When the investigation of the incident was performed, it was determined the man who did not survive was not wearing the required personal protective equipment.  The system was not de-energized or properly grounded.  Written company work procedures require both of these factors.  To add to the tragedy, both workers were present at a safety demonstration that discussed the exact job being performed only two days prior to this incident.  Laws can be written and procedures outlined, but it is up to every individual to follow the rules and guidelines.  Personal protective equipment is designed to prevent accidents like this from happening.  It will do no good if it is not worn when needed.

What is the distance from which I can detect voltage using a hot stick tester?

The distance of detecting voltage will depend on how high the voltage is, and how much of an area is exposed and not covered by shields.  The higher the voltage is, the larger the distance will be for detection.  A car in contact with 120 VAC is detected from about 8 feet, but a “hot” 7500 V overhead distribution line can be picked up from 200 feet away.

What batteries does the AC Hot Stick Tester run on?

Hot stick testers run on four AA batteries, and will last for about 300 hours of continuous use.  A good rule of thumb is to switch the batteries every year.

Does the unit require recalibration?

The unit does not require recalibration, for it runs a three second self-test.  The battery voltage is also monitored continuously.  When and if the batteries run down, a continuous tone is heard.

How do I know when AC is present?

The hot stick tester will start to beep and an LED will blink when AC is present.

How do I locate the source of the AC?

When locating the source of AC, the hot stick tester will beep faster as the front part of the AC Hot Stick is moved closer to the source.
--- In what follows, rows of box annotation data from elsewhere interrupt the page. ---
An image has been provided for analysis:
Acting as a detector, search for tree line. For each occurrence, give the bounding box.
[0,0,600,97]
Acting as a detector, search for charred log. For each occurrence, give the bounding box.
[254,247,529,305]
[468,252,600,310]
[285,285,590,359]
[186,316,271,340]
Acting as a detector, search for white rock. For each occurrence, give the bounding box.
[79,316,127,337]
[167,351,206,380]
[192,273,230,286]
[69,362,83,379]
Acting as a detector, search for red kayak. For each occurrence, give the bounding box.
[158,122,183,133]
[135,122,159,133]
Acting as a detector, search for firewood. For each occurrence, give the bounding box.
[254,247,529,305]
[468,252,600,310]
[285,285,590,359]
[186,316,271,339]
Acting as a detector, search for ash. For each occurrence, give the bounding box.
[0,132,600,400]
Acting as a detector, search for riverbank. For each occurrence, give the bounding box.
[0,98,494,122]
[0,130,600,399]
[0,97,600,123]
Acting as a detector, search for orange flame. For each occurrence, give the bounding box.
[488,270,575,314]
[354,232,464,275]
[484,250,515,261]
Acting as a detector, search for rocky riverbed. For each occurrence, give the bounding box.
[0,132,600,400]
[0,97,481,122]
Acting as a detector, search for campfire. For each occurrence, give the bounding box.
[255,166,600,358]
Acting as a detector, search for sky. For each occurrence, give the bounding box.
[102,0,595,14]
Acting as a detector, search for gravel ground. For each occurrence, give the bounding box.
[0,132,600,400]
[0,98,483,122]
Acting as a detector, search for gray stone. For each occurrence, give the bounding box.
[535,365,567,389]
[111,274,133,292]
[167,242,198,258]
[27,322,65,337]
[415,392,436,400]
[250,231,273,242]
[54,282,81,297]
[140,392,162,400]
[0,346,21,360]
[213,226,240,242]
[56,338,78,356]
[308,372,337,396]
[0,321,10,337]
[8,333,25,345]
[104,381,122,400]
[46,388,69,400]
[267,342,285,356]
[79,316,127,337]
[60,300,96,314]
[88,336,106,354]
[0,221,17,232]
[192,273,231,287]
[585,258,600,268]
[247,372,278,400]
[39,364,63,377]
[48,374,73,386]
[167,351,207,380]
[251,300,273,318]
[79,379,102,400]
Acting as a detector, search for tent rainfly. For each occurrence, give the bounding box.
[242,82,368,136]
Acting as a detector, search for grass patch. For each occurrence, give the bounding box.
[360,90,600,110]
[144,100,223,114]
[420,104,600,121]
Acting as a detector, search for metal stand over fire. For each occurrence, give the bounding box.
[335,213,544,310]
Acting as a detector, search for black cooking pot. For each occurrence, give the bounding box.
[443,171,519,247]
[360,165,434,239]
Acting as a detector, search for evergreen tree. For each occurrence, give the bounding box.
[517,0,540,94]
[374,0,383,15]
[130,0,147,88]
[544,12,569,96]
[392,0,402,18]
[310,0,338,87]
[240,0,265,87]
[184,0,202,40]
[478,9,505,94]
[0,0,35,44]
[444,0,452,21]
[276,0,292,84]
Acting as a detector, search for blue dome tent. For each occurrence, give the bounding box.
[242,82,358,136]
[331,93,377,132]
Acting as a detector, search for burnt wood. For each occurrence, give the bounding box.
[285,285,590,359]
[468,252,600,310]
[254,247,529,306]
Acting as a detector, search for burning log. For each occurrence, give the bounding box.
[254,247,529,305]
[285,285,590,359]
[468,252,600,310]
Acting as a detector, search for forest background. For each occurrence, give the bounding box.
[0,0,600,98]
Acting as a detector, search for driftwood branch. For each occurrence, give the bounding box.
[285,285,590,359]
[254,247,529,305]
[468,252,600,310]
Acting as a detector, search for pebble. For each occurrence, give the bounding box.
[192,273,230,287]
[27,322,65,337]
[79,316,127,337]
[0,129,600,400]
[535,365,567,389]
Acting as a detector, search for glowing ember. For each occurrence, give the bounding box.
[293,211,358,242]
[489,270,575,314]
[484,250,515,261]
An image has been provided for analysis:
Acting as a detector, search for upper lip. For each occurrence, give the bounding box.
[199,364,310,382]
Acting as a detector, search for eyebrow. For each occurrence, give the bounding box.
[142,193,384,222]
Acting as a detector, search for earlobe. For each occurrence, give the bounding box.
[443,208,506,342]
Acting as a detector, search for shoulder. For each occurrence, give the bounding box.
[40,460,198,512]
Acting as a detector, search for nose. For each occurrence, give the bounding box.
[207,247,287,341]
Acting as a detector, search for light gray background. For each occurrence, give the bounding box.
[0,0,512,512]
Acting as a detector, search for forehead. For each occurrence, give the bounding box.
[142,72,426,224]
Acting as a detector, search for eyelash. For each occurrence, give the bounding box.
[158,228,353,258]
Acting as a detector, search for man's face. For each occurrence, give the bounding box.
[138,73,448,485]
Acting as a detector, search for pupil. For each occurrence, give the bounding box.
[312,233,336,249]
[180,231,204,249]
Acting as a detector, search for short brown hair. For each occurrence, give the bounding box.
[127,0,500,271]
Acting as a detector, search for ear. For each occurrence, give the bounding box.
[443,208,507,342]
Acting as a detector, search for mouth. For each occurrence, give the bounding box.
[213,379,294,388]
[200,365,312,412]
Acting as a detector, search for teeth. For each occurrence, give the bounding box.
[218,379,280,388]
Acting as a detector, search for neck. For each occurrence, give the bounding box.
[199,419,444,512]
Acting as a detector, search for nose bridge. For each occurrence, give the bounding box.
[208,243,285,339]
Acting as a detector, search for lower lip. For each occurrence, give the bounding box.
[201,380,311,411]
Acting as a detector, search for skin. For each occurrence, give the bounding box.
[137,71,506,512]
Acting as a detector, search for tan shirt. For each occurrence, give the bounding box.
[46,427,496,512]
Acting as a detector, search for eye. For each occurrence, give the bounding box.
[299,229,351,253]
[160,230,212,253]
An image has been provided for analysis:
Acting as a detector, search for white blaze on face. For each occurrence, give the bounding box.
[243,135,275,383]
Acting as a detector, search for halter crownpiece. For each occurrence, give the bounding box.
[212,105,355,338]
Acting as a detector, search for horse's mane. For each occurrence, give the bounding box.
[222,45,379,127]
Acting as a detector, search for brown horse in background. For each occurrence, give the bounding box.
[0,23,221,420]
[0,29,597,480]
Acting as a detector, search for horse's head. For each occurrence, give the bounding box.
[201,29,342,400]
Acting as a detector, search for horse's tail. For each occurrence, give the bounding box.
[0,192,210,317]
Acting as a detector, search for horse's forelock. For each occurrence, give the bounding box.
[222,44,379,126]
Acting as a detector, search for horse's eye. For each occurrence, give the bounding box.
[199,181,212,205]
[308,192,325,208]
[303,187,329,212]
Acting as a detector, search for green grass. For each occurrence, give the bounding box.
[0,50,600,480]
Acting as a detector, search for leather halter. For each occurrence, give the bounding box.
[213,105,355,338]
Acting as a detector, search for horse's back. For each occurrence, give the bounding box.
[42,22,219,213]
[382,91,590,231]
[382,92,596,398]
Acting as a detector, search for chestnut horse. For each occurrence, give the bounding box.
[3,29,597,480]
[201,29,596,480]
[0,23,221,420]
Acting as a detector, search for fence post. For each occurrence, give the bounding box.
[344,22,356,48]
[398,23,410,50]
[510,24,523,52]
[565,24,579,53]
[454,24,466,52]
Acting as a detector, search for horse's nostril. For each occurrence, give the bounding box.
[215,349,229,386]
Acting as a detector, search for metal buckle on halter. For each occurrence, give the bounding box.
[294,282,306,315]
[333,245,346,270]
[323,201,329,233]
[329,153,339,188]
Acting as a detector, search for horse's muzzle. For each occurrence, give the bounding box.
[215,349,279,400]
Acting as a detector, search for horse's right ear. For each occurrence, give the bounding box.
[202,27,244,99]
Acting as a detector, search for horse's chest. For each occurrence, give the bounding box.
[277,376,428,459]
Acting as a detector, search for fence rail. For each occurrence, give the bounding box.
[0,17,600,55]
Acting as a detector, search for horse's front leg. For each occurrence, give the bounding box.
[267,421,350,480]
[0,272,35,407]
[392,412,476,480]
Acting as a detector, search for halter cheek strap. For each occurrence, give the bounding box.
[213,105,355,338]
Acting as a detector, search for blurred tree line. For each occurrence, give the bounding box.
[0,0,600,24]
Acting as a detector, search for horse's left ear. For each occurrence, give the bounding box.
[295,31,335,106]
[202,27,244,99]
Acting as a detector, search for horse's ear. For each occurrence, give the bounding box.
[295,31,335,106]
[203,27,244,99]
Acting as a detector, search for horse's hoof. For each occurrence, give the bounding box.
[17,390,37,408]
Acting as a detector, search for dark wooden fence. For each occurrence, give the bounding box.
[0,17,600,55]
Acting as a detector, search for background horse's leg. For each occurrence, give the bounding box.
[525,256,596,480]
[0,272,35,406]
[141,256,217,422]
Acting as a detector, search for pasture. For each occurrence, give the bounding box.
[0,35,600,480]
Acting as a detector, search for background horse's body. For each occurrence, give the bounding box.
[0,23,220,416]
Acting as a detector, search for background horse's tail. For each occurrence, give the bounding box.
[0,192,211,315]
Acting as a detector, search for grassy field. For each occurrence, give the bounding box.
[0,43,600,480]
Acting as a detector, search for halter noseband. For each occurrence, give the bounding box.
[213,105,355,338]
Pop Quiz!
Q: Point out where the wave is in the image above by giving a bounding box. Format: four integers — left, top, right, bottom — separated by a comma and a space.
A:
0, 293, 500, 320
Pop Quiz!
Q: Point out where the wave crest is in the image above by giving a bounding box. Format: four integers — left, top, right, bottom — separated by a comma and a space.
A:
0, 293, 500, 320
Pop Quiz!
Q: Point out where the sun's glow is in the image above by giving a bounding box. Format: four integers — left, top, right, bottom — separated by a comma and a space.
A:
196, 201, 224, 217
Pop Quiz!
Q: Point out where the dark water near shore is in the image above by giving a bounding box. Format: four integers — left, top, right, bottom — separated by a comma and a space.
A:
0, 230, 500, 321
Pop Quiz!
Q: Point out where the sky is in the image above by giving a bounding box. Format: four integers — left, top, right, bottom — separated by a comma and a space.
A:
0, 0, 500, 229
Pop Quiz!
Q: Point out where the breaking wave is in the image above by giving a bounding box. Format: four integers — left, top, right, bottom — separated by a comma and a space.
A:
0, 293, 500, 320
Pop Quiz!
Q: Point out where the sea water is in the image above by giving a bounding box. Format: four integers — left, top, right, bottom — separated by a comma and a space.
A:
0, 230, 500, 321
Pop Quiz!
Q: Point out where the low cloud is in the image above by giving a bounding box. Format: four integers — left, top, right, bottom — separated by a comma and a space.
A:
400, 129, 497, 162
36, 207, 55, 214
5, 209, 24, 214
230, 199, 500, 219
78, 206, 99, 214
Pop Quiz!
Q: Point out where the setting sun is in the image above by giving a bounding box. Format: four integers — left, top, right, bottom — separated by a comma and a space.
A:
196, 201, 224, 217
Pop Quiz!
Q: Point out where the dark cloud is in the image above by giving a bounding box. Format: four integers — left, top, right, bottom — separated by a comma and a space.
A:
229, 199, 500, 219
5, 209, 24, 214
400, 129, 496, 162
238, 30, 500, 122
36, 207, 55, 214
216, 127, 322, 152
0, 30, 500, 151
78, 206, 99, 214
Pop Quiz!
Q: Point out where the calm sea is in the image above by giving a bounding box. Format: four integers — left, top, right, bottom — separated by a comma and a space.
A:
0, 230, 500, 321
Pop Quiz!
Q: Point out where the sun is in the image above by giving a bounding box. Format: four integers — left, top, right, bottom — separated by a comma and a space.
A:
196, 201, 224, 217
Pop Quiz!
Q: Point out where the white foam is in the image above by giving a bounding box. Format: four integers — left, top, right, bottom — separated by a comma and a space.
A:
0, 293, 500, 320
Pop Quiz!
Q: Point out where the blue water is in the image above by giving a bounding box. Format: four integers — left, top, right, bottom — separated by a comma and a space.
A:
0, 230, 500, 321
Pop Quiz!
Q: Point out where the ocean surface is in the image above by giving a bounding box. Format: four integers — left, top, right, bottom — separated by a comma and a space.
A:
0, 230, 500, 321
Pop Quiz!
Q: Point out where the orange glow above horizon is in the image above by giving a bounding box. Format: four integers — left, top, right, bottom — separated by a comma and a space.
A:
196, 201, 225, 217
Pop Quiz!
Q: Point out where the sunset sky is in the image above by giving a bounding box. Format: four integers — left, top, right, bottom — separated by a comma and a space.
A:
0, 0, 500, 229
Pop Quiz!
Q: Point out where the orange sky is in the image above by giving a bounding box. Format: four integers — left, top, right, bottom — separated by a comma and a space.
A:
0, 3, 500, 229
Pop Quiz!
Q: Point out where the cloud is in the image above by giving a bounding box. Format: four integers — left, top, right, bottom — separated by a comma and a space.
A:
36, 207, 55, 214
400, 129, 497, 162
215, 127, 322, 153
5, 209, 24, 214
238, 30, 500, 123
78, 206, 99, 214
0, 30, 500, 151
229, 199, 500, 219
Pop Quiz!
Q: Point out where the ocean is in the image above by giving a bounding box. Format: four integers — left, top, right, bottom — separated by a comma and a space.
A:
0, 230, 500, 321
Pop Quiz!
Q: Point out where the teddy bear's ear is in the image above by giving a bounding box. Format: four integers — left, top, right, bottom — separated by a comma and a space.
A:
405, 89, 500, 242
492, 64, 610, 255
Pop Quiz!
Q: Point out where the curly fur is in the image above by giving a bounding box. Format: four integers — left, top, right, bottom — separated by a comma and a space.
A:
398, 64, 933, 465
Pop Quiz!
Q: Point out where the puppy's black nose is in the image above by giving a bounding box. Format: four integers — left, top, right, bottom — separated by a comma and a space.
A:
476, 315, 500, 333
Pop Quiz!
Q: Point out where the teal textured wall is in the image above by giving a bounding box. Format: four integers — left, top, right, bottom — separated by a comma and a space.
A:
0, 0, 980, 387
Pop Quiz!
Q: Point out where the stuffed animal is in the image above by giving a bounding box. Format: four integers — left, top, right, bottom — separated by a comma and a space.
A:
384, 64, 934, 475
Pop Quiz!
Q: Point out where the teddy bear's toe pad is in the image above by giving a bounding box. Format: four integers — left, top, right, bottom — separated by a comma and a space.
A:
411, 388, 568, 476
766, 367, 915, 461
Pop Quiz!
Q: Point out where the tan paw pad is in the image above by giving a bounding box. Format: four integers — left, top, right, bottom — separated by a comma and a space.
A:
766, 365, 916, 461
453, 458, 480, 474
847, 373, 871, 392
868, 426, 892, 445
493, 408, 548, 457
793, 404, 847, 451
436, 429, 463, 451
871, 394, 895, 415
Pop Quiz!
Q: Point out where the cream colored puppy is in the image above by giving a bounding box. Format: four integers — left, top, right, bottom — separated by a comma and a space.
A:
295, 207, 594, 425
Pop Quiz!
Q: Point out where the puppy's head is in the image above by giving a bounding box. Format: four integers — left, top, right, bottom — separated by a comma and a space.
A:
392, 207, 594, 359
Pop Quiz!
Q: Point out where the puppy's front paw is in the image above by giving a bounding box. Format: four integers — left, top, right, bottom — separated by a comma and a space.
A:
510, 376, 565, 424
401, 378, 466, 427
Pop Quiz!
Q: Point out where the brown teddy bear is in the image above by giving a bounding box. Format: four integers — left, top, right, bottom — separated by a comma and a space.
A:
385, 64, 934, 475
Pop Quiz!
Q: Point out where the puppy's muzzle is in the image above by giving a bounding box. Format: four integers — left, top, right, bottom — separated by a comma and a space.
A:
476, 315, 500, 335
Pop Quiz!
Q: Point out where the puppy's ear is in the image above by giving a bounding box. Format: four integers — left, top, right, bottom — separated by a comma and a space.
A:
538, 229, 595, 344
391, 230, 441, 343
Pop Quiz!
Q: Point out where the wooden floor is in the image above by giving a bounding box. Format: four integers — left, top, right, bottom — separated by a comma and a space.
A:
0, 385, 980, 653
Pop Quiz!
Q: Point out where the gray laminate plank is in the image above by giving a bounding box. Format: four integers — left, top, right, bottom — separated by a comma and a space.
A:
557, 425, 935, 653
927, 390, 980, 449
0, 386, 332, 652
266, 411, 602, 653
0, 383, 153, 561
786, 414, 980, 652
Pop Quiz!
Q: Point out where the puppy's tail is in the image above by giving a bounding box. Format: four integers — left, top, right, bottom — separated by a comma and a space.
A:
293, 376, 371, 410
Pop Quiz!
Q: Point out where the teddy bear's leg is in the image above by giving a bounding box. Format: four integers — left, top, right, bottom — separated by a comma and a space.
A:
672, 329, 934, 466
The sensitivity can be changed between high and low to narrow in.  In a third setting called “Front Focused” the unit is made directional and picks up primarily from the front.

Can I detect live wires in the ground, in metal conduits or inside walls?

Live wires in the ground or in metal conduits cannot be detected.  The hot stick tester will give a warning however if the current is running in the soil or a metal conduit becomes ungrounded.  Plastic enclosed wires which run in dry walls can usually be traced.

How sturdy is the unit? Is it fireman proof?

Hot stick testers are not fireman proof, but they are “firemen resistant” and can easily take dust, shocks, vibration, splash water, and high and low temperatures.

Can I overload the unit electrically?

The unit can not be overloaded for it is protected against damage from high voltage nearby.

Does the AC Hot Stick Tester indicate DC e.g. from a car battery or the third rail of a subway?

The hot stick tester will not detect DC voltages.  At times, electrostatic charges from rubbing on clothing or even leaves on trees can produce irregular beeps.  These beeps will stop when the hot stick tester is held still.